DoD Inspector General's Reports Within The Last 5/6 Years May Have Been Cover-Ups
Today, Rawstory reported on New York Times columnist Frank Rich, and his belief that the Defense Department Inspector General's office's investigations over the years may have been cover-ups that were "carried out in response to "orders from above." He said that any report "over the past five or six years during the war in Iraq" may be suspect, and that "there may be a much bigger story here."

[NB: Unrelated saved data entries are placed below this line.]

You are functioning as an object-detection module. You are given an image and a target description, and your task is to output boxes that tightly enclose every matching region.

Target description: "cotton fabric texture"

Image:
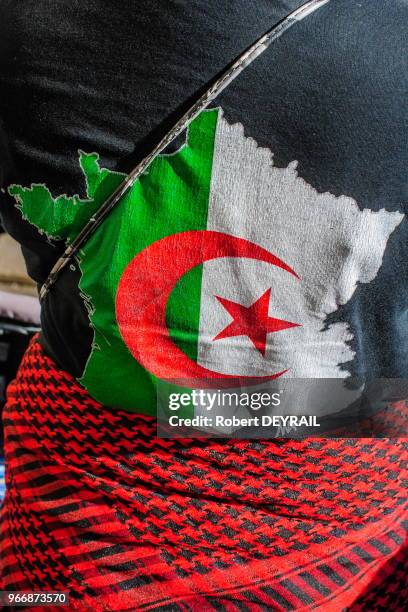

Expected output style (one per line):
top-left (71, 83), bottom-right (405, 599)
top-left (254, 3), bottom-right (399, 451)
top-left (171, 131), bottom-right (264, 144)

top-left (1, 339), bottom-right (407, 610)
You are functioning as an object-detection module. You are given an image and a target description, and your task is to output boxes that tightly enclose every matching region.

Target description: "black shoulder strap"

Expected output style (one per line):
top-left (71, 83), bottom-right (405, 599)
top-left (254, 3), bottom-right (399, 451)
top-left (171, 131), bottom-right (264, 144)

top-left (40, 0), bottom-right (330, 301)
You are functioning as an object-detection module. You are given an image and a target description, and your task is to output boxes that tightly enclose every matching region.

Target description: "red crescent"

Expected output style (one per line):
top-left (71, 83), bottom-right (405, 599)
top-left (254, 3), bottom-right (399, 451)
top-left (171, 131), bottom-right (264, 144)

top-left (116, 230), bottom-right (299, 384)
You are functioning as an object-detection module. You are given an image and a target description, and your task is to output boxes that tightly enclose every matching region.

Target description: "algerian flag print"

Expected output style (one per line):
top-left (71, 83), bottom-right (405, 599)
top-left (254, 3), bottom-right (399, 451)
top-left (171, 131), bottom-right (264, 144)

top-left (9, 108), bottom-right (404, 414)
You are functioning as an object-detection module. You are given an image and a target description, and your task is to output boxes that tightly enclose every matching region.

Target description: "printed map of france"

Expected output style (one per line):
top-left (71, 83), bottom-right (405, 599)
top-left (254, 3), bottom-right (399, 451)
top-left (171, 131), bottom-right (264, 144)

top-left (9, 109), bottom-right (404, 413)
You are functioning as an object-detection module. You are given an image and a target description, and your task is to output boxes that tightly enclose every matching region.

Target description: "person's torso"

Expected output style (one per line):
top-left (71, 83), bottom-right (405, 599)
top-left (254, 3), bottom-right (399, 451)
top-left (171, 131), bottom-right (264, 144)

top-left (0, 0), bottom-right (406, 413)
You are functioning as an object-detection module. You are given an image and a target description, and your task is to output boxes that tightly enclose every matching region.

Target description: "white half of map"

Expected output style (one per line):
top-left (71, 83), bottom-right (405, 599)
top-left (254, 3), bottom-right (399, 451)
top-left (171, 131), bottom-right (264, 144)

top-left (197, 112), bottom-right (404, 379)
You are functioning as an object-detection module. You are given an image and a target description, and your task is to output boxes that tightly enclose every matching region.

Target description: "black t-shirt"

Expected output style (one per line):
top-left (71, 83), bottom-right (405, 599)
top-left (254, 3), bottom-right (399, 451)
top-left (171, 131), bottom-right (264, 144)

top-left (0, 1), bottom-right (407, 409)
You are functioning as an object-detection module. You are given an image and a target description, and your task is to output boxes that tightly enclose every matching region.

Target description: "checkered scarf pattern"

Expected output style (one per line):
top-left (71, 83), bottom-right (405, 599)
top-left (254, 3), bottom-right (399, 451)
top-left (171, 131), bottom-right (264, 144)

top-left (1, 338), bottom-right (407, 611)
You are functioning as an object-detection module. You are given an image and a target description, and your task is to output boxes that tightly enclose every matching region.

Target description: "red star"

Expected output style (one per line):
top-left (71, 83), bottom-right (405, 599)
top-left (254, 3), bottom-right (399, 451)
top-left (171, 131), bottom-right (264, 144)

top-left (213, 288), bottom-right (300, 357)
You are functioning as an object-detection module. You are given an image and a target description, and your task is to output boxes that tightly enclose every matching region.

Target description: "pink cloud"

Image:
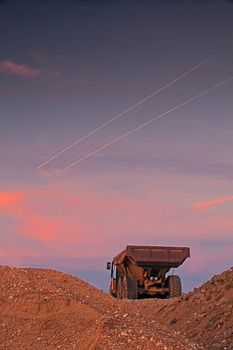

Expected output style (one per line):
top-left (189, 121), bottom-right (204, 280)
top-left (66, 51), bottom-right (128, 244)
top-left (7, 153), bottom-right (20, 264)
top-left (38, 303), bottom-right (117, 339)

top-left (0, 189), bottom-right (60, 243)
top-left (0, 59), bottom-right (41, 77)
top-left (193, 195), bottom-right (233, 209)
top-left (0, 186), bottom-right (167, 252)
top-left (0, 191), bottom-right (25, 216)
top-left (19, 212), bottom-right (61, 243)
top-left (0, 184), bottom-right (233, 273)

Maybe that's why when the Washington Post reported on 8/2/2006 that "the Pentagon's initial story of how it reacted to the 2001 terrorist attacks may have been part of a deliberate effort to mislead the commission and the public" and that "the 10-member commission, in a secret meeting at the end of its tenure in summer 2004, debated referring the matter to the Justice Department for criminal investigation," a report was released on 8/5/2006 by the Defense Department Inspector General's office that said, NORAD's mistakes were due to "inadequate forensic capabilities" and "poor record-keeping." A ridiculous excuse within "the past five or six years during the war in Iraq."
Maybe that's why when the New York Times reported on 8/9/2005 that "more than a year before the Sept. 11 attacks, a small, highly classified military intelligence unit identified Mohammed Atta and three other future hijackers as likely members of a cell of Al Qaeda operating in the United States, according to a former defense intelligence official and a Republican member of Congress," a report was released on 9/21/2006 by the Defense Department Inspector General's office, and it was reported that, "a review of records from the unit, known as Able Danger, found no evidence it had identified ringleader Mohamed Atta or any other terrorist who participated in the 2001 attacks." A report that former Rep. Curt Weldon said was created by a an Inspector General that "cherry-picked testimony from witnesses in an effort to minimize the historical importance of the Able Danger effort." Also within "the past five or six years during the war in Iraq."
Most people are comfortable with the idea that the Bush Administration and others lied about the Iraq War, wiretapping, torture, among many other things, but refuse to believe they would lie about 9/11. I think it's time for the world to admit that the 9/11 attacks were covered-up, and there needs to be truth, justice and accountability. Otherwise, the "Post-9/11 World" will destroy us.